FMI : Tosovsky contre DSK

Moscou a présenté mercredi la candidature d’un ancien banquier central tchèque à la tête du FMI, faisant ainsi entendre la voix des économies émergentes en défiant une règle non écrite selon laquelle ce choix revient à l’Union européenne.
La Russie a choisi Josef Tosovsky, responsable à la banque centrale de la Tchécoslovaquie à l’époque soviétique avant de prendre la tête de la banque centrale tchèque en 1993, comme concurrent à l’unique prétendant au poste de directeur général du Fonds monétaire international (FMI), l’ex-ministre français des Finances Dominique Strauss-Kahn.
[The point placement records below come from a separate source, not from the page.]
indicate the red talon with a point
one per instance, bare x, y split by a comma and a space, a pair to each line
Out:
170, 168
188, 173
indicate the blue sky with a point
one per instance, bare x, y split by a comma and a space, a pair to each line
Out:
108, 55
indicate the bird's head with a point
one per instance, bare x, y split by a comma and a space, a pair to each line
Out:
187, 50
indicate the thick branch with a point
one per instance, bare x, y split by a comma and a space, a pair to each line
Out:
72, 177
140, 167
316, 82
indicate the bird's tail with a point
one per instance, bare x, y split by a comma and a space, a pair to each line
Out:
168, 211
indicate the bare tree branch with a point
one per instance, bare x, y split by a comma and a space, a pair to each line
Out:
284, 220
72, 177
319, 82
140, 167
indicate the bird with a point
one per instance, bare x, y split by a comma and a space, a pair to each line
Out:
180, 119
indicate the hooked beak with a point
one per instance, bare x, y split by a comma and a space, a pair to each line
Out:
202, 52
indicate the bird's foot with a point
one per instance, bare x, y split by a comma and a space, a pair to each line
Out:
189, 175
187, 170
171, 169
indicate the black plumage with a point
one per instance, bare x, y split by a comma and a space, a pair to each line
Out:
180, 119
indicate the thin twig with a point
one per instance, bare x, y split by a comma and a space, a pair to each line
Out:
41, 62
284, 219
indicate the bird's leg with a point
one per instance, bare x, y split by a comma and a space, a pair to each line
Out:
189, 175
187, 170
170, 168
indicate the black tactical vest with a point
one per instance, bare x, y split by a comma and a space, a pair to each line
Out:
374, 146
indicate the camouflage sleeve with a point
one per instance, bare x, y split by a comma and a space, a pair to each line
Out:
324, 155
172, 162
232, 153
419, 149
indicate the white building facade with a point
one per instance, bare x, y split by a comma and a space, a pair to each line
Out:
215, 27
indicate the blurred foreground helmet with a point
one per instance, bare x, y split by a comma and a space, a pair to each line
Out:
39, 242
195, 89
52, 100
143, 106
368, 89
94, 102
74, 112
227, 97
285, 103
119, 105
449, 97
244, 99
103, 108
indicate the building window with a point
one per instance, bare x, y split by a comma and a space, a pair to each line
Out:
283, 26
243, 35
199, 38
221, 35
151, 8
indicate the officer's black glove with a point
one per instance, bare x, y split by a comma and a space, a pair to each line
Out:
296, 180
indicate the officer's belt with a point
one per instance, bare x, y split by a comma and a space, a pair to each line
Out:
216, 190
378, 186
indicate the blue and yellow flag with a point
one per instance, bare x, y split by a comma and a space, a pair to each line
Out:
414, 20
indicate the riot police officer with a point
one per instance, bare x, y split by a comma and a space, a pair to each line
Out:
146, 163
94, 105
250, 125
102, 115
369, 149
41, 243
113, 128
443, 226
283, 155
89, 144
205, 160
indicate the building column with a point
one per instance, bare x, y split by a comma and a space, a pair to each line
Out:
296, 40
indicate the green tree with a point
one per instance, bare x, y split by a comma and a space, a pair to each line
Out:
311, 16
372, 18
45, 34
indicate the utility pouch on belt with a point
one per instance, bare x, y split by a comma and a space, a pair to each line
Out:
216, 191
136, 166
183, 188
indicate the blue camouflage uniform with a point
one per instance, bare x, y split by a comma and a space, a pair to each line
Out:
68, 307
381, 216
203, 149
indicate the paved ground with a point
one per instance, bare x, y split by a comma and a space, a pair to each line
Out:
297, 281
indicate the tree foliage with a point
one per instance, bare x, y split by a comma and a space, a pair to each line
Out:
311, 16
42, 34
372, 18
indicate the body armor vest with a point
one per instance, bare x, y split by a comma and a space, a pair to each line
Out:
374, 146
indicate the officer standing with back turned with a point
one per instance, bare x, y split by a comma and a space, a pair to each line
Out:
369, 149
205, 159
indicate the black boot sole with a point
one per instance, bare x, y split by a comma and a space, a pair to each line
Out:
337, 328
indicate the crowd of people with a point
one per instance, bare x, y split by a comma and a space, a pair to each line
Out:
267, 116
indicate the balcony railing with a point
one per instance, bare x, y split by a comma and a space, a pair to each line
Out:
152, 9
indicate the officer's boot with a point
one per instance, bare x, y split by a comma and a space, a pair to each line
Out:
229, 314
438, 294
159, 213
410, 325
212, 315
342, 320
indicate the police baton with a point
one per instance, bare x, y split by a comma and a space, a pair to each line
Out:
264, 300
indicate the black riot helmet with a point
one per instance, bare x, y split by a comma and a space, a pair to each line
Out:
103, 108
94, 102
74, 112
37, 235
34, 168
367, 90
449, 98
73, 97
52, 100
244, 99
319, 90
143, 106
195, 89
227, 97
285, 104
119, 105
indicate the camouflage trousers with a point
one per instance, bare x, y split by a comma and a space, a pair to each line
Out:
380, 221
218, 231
«Dès que le processus de l’élection a été engagé, il est apparu clairement que la règle non écrite du candidat de l’Union européenne serait utilisée», a déploré le ministre russe des Finances Alexeï Koudrine.
«C’est injuste envers les autres grands pays du monde, y compris des membres du G8. Le choix devrait être fait de façon professionnelle», a ajouté le ministre, précisant que d’importantes économies émergentes comme le Brésil, l’Inde et la Chine «soutenaient l’idée d’une véritable élection».
La France a de son côté aussitôt affirmé mercredi que son candidat avait le soutien de l’Union européenne et d’un "très grand nombre" d’autres pays, dont la Chine.
Aux termes d’une règle non écrite, l’Europe désigne le directeur général du FMI tandis que les Etats-Unis choisissent le président de la Banque mondiale.
Le choix européen s’est fixé cette fois sur M. Strauss-Kahn, seul candidat déclaré jusqu’alors pour remplacer l’Espagnol Rodrigo Rato qui a annoncé sa démission et va quitter ses fonctions à la fin octobre.
Le "G24", qui regroupe les principaux pays en développement, avait rappelé en juillet ses réserves sur la nomination d’un directeur général du FMI qui serait uniquement choisi par les pays européens.
«La Russie a donné un nouvel élan à cette élection qui se fera à présent sur des bases de concurrence», a lancé M. Koudrine devant les journalistes.
M. Tosovsky, 56 ans, a notamment occupé le poste de gouverneur de la Banque nationale tchèque (CNB) entre janvier 1993 et décembre 1997 puis entre juillet 1998 et novembre 2000, et le poste de chef de gouvernement entre décembre 1997 et juillet 1998.
Depuis décembre 2000, il dirige l’Institut pour la stabilité financière de la banque des règlements internationaux à Bâle (Suisse).
«Je pense que c’est la suite de pressions similaires de la part de la Chine ou de l’Inde», a commenté l’économiste en chef de la société d’investissement Renaissance Capital à Moscou, qui y voit «une tendance à long terme».